For its part, the American Retirement Association in its comment letter to the DOL said of that amount of time, “Eight months is simply not enough time to accomplish all the due diligence that will be necessary. The proposed eight month transition period will result in a costlier than necessary disruption to existing business arrangements.”

“Unworkable” was the response of Financial Services Institute Vice President of Regulatory Affairs and Associate General Counsel Robin Traxler to the DOL’s expectation. FSI members back up his assessment, according to what he told ThinkAdvisor in a recent webcast: they say compliance time will be on the order of three years.

Traxler backs that estimate, noting that firms will need to make technological changes in order to comply, and that those themselves will require budgetary adjustments as well.

Why? “There could be hundreds of thousands or millions of accounts to be converted in that timeline.
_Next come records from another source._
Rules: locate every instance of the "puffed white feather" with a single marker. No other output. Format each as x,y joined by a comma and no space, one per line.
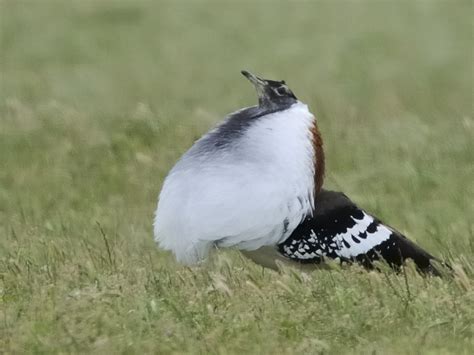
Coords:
248,194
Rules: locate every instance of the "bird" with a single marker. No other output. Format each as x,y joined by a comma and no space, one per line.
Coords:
255,183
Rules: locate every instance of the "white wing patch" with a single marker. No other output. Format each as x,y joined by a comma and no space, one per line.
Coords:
347,242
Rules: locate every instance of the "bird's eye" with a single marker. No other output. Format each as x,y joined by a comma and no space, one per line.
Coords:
281,91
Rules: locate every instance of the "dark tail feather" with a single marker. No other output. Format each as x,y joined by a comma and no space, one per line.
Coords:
395,250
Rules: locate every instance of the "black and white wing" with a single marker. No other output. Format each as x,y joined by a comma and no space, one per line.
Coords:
340,229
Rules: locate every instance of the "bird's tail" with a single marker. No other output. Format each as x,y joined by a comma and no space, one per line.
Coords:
340,229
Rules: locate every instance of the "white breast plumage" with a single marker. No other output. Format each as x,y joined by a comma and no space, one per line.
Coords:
249,191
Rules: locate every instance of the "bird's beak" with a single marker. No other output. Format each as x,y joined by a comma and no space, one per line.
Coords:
256,81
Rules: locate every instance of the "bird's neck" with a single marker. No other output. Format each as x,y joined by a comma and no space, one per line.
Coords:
318,158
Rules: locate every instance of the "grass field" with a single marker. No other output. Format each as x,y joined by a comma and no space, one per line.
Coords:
98,99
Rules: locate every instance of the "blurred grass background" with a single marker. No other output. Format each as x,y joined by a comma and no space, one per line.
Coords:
98,99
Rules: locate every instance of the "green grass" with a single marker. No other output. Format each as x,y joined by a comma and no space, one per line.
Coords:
99,98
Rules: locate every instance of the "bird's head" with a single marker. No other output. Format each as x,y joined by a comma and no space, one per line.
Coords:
271,94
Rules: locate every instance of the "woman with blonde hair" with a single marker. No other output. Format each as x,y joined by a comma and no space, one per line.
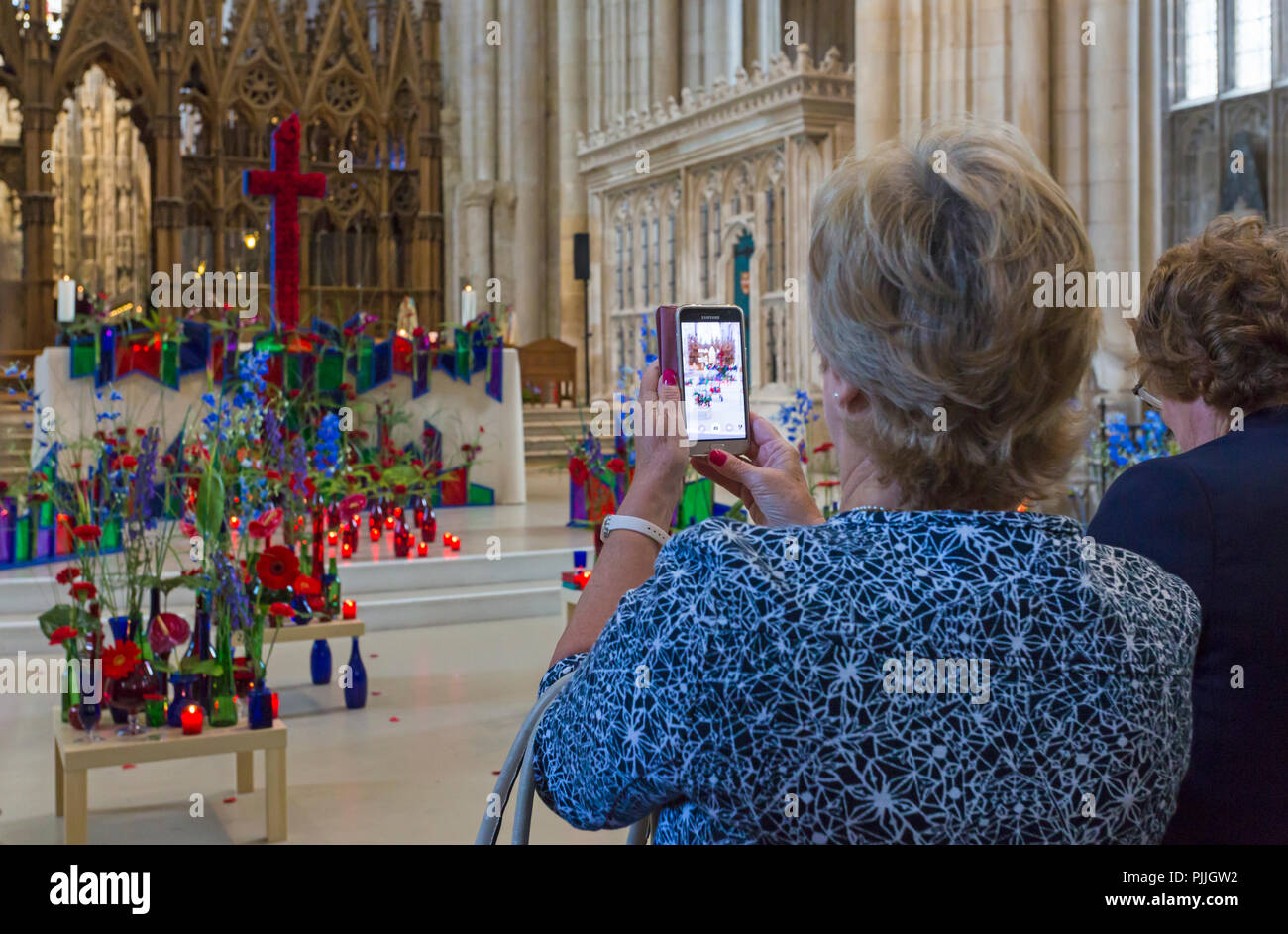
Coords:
930,665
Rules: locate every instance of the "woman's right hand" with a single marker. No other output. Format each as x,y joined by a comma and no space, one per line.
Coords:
772,486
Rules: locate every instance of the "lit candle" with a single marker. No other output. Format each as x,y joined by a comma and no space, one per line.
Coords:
468,304
192,718
65,300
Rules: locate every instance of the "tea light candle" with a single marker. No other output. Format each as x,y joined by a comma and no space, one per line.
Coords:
192,718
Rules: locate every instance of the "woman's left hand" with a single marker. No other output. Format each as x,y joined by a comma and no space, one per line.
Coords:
660,459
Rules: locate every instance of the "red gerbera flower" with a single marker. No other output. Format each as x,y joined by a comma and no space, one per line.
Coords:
307,586
62,634
120,660
277,567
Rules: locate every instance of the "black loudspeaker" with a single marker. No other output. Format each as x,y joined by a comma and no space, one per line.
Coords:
581,257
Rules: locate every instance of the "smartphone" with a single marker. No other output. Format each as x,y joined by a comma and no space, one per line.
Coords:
706,347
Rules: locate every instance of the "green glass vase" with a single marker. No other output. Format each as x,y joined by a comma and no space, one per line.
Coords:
224,712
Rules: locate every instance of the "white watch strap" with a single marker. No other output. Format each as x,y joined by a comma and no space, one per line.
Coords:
635,525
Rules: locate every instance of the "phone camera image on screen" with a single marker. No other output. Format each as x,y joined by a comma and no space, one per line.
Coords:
711,363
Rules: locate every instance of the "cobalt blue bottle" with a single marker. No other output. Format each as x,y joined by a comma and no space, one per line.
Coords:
320,661
356,690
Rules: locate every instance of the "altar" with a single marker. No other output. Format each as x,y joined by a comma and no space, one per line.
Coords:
456,407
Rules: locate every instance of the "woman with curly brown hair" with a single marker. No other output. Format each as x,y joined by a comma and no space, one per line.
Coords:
1214,360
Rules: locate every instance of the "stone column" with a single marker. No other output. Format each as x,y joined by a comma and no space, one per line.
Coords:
527,134
593,63
665,51
876,71
713,42
572,86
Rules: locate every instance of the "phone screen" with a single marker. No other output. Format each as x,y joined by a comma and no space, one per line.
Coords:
713,380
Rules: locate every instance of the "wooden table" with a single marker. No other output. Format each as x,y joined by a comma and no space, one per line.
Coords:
336,629
72,762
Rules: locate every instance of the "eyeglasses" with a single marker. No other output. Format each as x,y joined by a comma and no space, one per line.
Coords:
1146,397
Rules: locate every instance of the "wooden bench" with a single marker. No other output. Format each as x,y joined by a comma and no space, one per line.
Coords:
549,366
72,762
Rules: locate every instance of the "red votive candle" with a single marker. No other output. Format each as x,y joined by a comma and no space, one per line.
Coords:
192,718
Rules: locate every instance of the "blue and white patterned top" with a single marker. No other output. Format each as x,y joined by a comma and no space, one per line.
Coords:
883,677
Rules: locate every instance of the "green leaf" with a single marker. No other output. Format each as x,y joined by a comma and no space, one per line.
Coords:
210,504
204,667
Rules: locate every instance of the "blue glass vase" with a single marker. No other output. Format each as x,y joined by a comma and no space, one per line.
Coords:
259,707
320,661
356,685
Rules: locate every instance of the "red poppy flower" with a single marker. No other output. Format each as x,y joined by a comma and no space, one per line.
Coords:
352,504
307,586
265,526
62,634
120,660
166,631
277,567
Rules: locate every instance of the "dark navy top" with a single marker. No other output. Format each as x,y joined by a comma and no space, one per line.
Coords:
1218,517
927,676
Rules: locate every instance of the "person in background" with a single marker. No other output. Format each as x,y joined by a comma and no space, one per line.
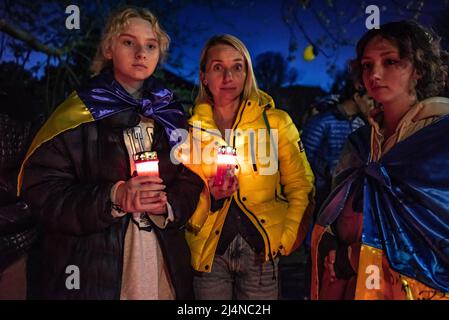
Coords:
324,137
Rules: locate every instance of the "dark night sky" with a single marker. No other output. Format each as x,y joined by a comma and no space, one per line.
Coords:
259,25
There’s isn’t enough time in a day,” said American Portfolios Financial Services, Inc. Vice President of Sales and New Development Keith Kelly, painting a stark picture.

The American Retirement Association in its comment letter to the DOL had recommended that “the transition period and applicability date be extended to a date that is at least two years after the date of publication of the final rule.” The ARA said that it believes that the two additional years “will be critical to transition business models in an efficient and cost effective way so that service providers are incentivized to fit within the new landscape that the Department will have established.”

Those who must comply may want more time than the DOL says it thinks they will, but tempus feugit — and Fred Reish, a partner in Drinker Biddle & Reath’s employee benefits and executive compensation practice group, said as much to ThinkAdvisor. He told them that in order to be in compliance, firms will need to do most of the work and capital expenditure over the next 12 months.

If not sooner. Reish said that “pretty much by Jan. 1” those who must comply will need to put in place services, products and systems that he argues will need to be pure-level fee for those who won’t need the best interest contract exemption. And those using that exemption, Reish told ThinkAdvisor, will have to put programming and in place and train their personnel.